Robust Design and Evaluation of Predictive Algorithms under Unobserved Confounding
Ashesh Rambachan, Amanda Coston, Edward Kennedy
TL;DR
The paper tackles the problem of predictive algorithms trained and evaluated under selective labels, where outcomes are only observed for prioritized units, by introducing a covariate-dependent confounding bound $\delta(x)$ that partially identifies conditional likelihoods and performance metrics. It develops a unified framework that subsumes observed-outcome bounds, proxy-outcome bounds, and instrumental-variable bounds, and provides practical, debiased estimators with oracle-like guarantees for both design (estimating $P(Y^*=1|X)$) and evaluation (bounding overall and class-specific performance). The authors prove an oracle inequality for pseudo-outcome regression, derive regret bounds for plug-in rules, and establish asymptotic normality of debiased estimators under mild regularity, enabling valid inference across bounding strategies and performance measures.
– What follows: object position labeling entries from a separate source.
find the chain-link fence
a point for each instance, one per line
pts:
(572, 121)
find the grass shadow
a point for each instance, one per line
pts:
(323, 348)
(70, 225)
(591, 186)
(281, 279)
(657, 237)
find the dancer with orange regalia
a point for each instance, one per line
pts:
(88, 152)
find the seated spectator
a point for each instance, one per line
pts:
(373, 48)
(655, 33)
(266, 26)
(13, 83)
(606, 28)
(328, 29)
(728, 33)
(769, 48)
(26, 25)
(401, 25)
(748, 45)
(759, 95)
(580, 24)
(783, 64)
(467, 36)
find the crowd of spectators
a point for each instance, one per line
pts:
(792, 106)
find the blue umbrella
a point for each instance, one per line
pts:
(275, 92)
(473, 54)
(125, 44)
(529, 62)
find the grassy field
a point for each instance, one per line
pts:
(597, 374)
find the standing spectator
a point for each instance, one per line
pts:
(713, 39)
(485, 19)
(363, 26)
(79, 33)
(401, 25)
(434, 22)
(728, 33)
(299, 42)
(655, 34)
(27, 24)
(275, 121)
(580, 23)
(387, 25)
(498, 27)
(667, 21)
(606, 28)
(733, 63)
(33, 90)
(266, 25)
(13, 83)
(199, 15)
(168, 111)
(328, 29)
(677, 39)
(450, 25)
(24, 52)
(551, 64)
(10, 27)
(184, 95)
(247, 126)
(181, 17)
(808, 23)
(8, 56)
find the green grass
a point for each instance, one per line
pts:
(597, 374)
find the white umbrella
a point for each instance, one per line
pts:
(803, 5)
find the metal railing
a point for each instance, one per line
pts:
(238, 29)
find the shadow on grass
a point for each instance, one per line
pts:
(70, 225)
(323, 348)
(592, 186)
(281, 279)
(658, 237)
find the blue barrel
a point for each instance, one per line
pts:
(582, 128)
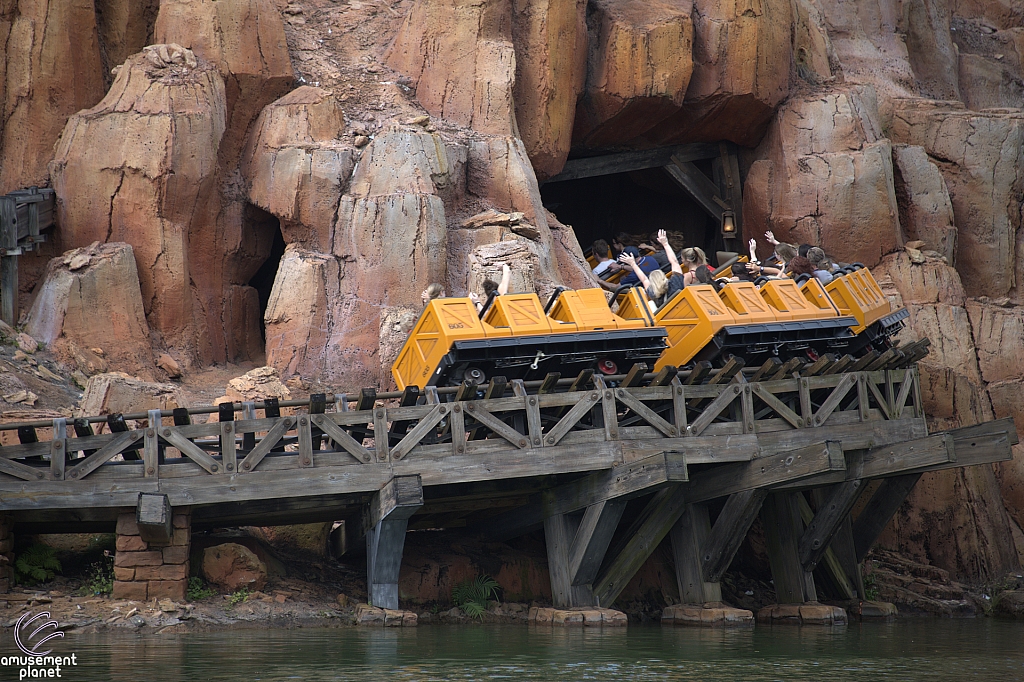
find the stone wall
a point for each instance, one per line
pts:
(152, 570)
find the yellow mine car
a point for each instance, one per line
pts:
(518, 338)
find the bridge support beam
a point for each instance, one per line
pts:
(783, 526)
(688, 536)
(385, 521)
(6, 552)
(576, 550)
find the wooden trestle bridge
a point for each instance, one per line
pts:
(607, 466)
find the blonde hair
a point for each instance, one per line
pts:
(695, 255)
(658, 284)
(785, 251)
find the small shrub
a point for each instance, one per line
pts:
(238, 596)
(36, 564)
(198, 590)
(100, 579)
(472, 596)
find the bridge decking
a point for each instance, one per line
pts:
(508, 465)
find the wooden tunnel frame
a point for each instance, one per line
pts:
(722, 194)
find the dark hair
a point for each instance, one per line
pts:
(785, 251)
(702, 274)
(800, 265)
(817, 256)
(742, 272)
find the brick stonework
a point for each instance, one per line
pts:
(143, 572)
(6, 553)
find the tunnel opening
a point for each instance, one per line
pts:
(263, 280)
(686, 189)
(637, 203)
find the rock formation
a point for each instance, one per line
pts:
(50, 69)
(132, 168)
(826, 177)
(91, 299)
(638, 69)
(401, 144)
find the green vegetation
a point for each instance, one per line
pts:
(100, 579)
(36, 564)
(238, 596)
(870, 588)
(472, 596)
(199, 590)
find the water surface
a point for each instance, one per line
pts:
(925, 649)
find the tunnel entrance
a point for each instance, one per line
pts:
(687, 188)
(262, 281)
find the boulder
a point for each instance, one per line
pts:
(981, 158)
(930, 47)
(550, 39)
(638, 68)
(296, 167)
(132, 169)
(396, 324)
(125, 27)
(246, 41)
(871, 48)
(388, 244)
(823, 175)
(987, 83)
(931, 282)
(117, 392)
(91, 298)
(814, 54)
(460, 59)
(736, 83)
(50, 69)
(232, 566)
(263, 382)
(925, 210)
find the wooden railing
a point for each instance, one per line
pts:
(667, 415)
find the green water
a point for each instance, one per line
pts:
(925, 649)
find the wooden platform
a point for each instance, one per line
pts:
(513, 461)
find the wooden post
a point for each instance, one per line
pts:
(385, 521)
(728, 533)
(592, 540)
(780, 515)
(879, 510)
(834, 509)
(688, 536)
(8, 260)
(153, 513)
(558, 533)
(659, 515)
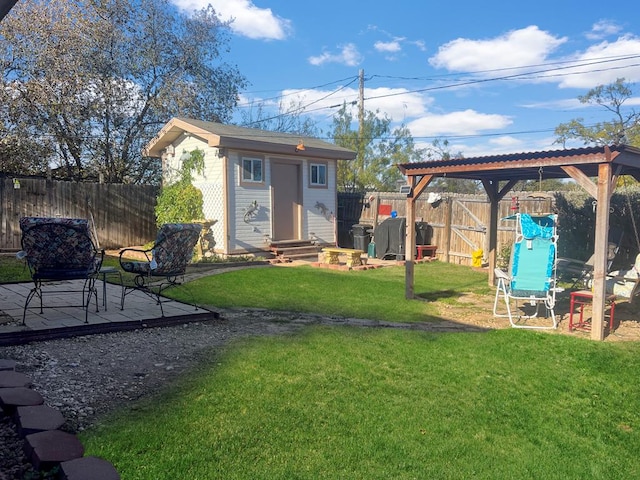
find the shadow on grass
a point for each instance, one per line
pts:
(435, 296)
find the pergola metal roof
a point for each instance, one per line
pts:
(526, 166)
(595, 169)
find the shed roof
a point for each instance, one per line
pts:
(527, 165)
(242, 138)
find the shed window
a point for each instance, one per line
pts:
(318, 175)
(252, 170)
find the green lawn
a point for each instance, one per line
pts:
(375, 294)
(349, 403)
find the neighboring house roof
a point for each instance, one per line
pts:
(242, 138)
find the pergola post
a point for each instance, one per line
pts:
(410, 239)
(600, 254)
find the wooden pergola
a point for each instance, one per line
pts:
(595, 169)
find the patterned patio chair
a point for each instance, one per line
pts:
(56, 250)
(164, 263)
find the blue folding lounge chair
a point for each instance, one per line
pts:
(532, 271)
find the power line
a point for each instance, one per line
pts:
(529, 75)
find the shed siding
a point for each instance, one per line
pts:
(248, 234)
(210, 183)
(228, 199)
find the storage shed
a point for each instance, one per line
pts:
(259, 186)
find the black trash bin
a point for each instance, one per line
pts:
(361, 236)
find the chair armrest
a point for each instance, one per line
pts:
(146, 253)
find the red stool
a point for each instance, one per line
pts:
(585, 297)
(430, 250)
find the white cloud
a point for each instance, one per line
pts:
(596, 72)
(518, 48)
(348, 55)
(466, 122)
(248, 20)
(603, 28)
(388, 47)
(554, 105)
(396, 103)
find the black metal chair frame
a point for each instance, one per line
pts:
(153, 277)
(46, 265)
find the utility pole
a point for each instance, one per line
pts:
(361, 108)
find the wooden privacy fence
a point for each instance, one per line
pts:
(458, 224)
(123, 215)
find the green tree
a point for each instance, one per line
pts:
(96, 79)
(624, 128)
(379, 149)
(288, 119)
(439, 150)
(180, 201)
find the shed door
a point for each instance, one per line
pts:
(285, 182)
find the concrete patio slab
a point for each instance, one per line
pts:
(139, 310)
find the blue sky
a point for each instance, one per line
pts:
(490, 77)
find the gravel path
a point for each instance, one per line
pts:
(86, 377)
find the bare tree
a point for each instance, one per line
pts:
(97, 78)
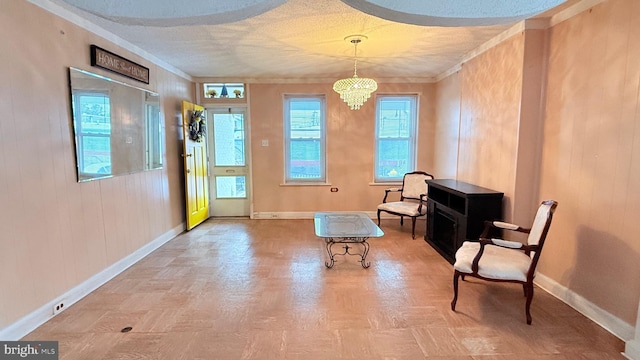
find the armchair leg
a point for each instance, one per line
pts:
(456, 274)
(413, 227)
(529, 292)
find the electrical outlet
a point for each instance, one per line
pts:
(58, 307)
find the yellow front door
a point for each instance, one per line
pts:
(195, 164)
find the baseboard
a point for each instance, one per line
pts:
(31, 321)
(309, 215)
(609, 322)
(632, 349)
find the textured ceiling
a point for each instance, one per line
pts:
(296, 39)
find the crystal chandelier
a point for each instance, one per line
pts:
(356, 90)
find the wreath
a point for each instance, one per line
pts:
(197, 128)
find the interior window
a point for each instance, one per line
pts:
(395, 143)
(93, 131)
(304, 139)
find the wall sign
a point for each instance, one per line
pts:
(109, 61)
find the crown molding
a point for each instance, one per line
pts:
(97, 30)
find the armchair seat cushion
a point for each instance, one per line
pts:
(496, 262)
(408, 208)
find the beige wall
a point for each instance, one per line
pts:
(55, 232)
(588, 133)
(591, 156)
(350, 144)
(447, 127)
(491, 86)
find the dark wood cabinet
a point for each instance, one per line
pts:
(456, 212)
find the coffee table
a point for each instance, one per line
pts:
(346, 228)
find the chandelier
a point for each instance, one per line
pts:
(355, 90)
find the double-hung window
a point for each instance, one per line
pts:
(395, 143)
(305, 143)
(93, 131)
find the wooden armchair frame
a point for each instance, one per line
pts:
(535, 242)
(412, 203)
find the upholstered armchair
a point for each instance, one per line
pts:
(502, 260)
(413, 196)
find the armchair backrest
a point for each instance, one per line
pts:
(413, 184)
(539, 230)
(542, 222)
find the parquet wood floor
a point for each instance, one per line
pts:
(258, 289)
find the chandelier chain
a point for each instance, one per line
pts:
(355, 91)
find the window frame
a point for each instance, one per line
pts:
(81, 134)
(412, 138)
(288, 99)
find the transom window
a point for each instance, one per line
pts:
(304, 127)
(395, 143)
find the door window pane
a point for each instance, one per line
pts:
(230, 187)
(229, 139)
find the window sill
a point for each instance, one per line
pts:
(306, 184)
(389, 184)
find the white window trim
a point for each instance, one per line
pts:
(413, 138)
(323, 180)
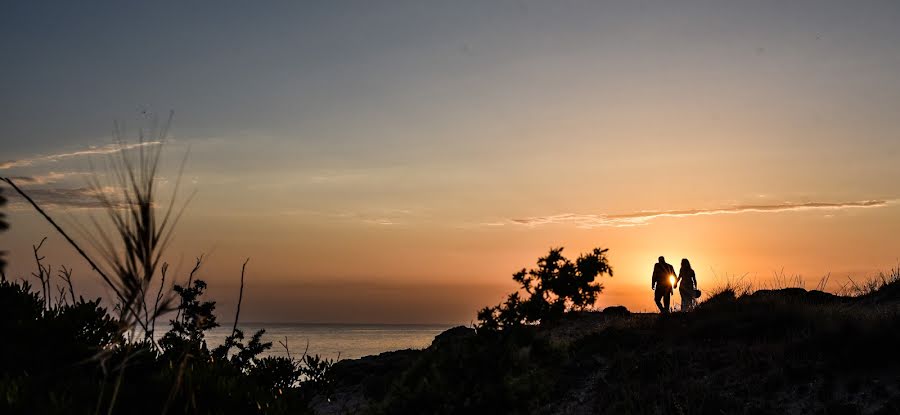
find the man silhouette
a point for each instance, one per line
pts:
(663, 276)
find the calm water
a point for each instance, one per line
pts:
(331, 340)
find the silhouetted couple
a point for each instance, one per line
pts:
(664, 282)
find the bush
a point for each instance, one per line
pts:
(556, 286)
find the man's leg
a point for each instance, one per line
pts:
(666, 298)
(657, 297)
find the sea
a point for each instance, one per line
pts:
(334, 341)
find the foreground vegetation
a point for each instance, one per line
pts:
(767, 352)
(72, 358)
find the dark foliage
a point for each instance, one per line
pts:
(73, 359)
(557, 285)
(782, 351)
(3, 226)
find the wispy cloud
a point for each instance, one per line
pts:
(49, 178)
(57, 198)
(107, 149)
(588, 221)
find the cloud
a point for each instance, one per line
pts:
(588, 221)
(56, 198)
(107, 149)
(49, 178)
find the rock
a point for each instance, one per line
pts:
(616, 310)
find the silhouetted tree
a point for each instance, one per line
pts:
(556, 286)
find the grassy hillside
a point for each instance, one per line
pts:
(768, 352)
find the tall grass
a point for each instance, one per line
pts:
(128, 247)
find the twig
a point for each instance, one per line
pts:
(286, 349)
(65, 235)
(237, 313)
(41, 270)
(190, 278)
(162, 282)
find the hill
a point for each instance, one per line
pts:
(769, 352)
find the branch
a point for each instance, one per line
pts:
(65, 235)
(237, 314)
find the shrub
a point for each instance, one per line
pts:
(556, 286)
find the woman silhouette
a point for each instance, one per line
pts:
(688, 289)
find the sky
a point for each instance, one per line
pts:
(397, 162)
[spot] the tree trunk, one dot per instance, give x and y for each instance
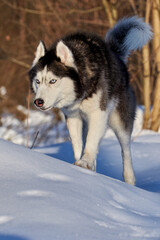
(146, 74)
(111, 11)
(156, 48)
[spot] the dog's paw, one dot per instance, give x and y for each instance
(86, 164)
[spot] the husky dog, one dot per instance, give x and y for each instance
(86, 77)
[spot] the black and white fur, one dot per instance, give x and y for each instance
(86, 77)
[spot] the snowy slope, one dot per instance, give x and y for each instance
(44, 198)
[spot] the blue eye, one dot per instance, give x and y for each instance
(52, 81)
(37, 81)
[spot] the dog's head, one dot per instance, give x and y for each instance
(54, 76)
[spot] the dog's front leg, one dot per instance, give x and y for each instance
(74, 125)
(97, 123)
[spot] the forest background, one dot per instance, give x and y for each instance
(23, 23)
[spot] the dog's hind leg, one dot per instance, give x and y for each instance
(124, 137)
(97, 122)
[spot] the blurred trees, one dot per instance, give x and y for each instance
(24, 23)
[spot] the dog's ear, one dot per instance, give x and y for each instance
(65, 54)
(40, 52)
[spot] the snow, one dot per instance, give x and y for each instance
(44, 196)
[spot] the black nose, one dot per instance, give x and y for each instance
(39, 102)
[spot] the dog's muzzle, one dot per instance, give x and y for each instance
(39, 102)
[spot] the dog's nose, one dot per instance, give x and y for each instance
(39, 102)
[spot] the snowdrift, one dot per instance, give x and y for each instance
(42, 197)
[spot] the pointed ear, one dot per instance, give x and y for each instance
(40, 52)
(65, 54)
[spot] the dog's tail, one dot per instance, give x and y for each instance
(127, 35)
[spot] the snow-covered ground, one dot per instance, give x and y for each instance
(48, 198)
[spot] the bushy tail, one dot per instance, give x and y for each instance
(127, 35)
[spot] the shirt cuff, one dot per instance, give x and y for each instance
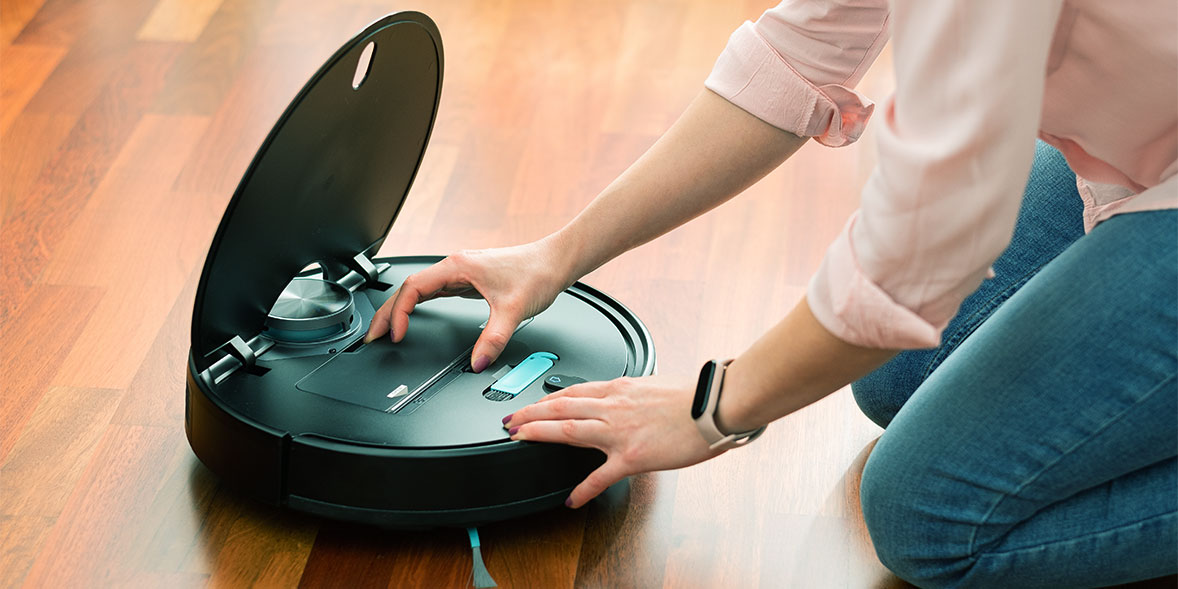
(753, 75)
(854, 309)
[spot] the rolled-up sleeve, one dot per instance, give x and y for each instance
(796, 65)
(955, 145)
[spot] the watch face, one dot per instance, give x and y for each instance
(703, 389)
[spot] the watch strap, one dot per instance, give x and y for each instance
(706, 423)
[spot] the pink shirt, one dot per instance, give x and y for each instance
(977, 81)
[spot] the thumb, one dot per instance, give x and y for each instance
(495, 337)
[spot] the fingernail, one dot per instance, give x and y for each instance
(481, 364)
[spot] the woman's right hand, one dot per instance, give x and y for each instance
(517, 283)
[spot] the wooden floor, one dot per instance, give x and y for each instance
(125, 128)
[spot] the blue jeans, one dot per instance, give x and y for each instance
(1037, 445)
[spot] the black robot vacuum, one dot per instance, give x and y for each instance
(284, 401)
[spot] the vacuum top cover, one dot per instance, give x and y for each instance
(329, 179)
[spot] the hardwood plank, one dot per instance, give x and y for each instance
(53, 449)
(20, 538)
(37, 219)
(177, 20)
(156, 395)
(103, 535)
(28, 144)
(22, 71)
(14, 14)
(626, 541)
(206, 71)
(125, 240)
(85, 25)
(40, 333)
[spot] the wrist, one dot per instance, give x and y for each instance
(734, 414)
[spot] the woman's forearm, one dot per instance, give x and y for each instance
(713, 152)
(794, 364)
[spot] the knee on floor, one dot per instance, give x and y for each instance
(919, 536)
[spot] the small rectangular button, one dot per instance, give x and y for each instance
(524, 374)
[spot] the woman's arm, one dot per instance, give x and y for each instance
(714, 151)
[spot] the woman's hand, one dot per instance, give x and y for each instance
(642, 424)
(517, 283)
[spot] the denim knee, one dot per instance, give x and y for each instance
(881, 394)
(924, 542)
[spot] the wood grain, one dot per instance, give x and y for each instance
(124, 130)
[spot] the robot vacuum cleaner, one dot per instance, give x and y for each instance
(284, 401)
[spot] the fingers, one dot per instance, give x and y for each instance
(381, 323)
(495, 337)
(582, 432)
(566, 408)
(596, 482)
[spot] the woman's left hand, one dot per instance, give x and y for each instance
(642, 424)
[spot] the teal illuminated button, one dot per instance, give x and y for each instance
(524, 374)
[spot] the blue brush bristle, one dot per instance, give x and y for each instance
(480, 577)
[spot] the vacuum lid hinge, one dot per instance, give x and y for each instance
(363, 273)
(238, 353)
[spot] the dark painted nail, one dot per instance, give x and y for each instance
(481, 364)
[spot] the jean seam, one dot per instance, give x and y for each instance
(1109, 423)
(985, 311)
(1064, 541)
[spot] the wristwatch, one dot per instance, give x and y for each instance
(703, 409)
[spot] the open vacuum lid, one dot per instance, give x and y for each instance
(328, 182)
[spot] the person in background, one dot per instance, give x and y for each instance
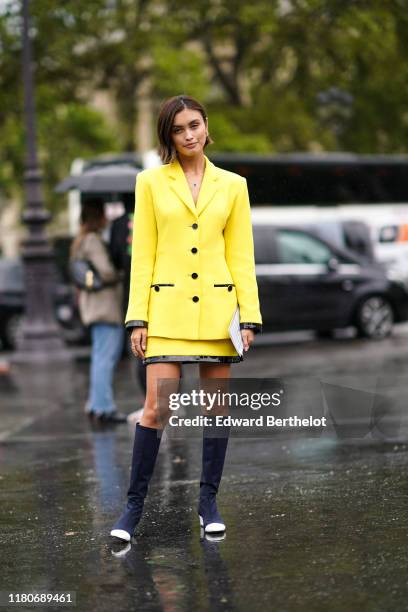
(102, 311)
(120, 248)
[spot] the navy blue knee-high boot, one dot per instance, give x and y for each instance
(214, 451)
(145, 448)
An empirical application to credit risk data demonstrates substantial re-ranking of risk scores and fairness conclusions that depend on the assumed level of unobserved confounding, underscoring the framework’s value for robust accountability in high-stakes settings.
Abstract
Predictive algorithms inform consequential decisions in settings with selective labels: outcomes are observed only for units selected by past decision makers. This creates an identification problem under unobserved confounding -- when selected and unselected units differ in unobserved ways that affect outcomes. We propose a framework for robust design and evaluation of predictive algorithms that bounds how much outcomes may differ between selected and unselected units with the same observed characteristics. These bounds formalize common empirical strategies including proxy outcomes and instrumental variables. Our estimators work across bounding strategies and performance measures such as conditional likelihoods, mean square error, and true/false positive rates. Using administrative data from a large Australian financial institution, we show that varying confounding assumptions substantially affects credit risk predictions and fairness evaluations across income groups.